The current broad-based stock correction began in late September and has lopped roughly 10% off the major stock indices over the last 7 weeks. But the bear market in semiconductor-related stocks began much earlier. Through the end of October 2018, the Bloomberg Semiconductor Index (i.e. chip makers) had fallen by 7.1% for the year, lagging the Russell 1000 Growth Index by over 900bps. Over the same time period, the Semiconductor Equipment Index (i.e. the chip equipment manufacturers) got smacked down by an almost 30% drawdown.
Although both groups of companies’ fortunes are linked to global chip pricing trends, they tend to exhibit divergent performance depending upon where we are in the cycle. When the blue line is falling, the chip makers are outperforming the chip equipment makers. When the blue line is rising, the equipment companies are leading the charge. At times, the delta between the absolute and relative performance of the two indexes can be stark. For example, as the data in the table indicates, the Semiconductor Index vastly outperformed both the Russell 1000 Growth and the Semiconductor Equipment Index between March 2014 and October 2015. But the Equipment Index exploded for a 160%+ gain between October 2015 and October 2017, leaving both the chip companies and the broader market far behind.

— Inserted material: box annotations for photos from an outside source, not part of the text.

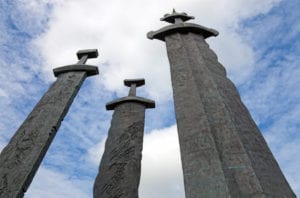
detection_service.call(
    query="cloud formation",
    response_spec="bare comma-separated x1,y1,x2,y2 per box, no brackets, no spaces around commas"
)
0,0,300,198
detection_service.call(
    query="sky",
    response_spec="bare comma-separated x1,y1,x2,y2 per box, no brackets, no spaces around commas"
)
0,0,300,198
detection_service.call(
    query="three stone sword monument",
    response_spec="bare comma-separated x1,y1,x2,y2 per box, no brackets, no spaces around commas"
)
94,79,155,198
0,49,98,198
147,11,296,198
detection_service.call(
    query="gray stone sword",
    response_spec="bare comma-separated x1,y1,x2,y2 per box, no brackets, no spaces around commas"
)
94,79,155,198
147,10,295,198
0,49,98,198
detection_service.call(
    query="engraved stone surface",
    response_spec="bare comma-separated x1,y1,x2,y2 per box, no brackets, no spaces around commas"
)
94,80,154,198
0,49,98,198
151,10,296,198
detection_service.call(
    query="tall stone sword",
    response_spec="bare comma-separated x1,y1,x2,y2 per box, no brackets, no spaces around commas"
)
147,10,295,198
0,49,98,198
94,79,155,198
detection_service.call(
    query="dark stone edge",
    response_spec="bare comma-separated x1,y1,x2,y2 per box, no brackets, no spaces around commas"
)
53,64,99,77
106,96,155,110
147,23,219,41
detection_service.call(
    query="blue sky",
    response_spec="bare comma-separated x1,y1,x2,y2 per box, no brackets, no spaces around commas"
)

There are tentative technical signs that another up-cycle in absolute and relative performance could be at hand for the Semiconductor Equipment Index. We note that so far in November, the Semiconductor Equipment Index has generated double-digit gains, compared to veritable flat-line performances by the Russell and the Semiconductor indices. Skeptics might be inclined to call this a “dead cat bounce,” and they could be right. Thy might correctly point out that the global semiconductor industry seems to be entering a soft patch, driven by supply gluts and poor price/margin dynamics for many of the more commoditized chip categories like NAND and DRAM. Bears might also note that semiconductor companies manufacture and sell their products through global supply chains, many of which wind through China. This arguably makes the entire industry more susceptible to trade tensions and tariffs. We agree with all these observations, but we have learned from hard experience that cyclical stocks tend to build bottoms in the midst of poor fundamental news flow. By the time fundamentals are demonstrably more favorable, the upside investment opportunities are greatly diminished. We are not calling the bottom (yet), but we like the odds that select chip equipment makers could be an attractive source of alpha into 2019.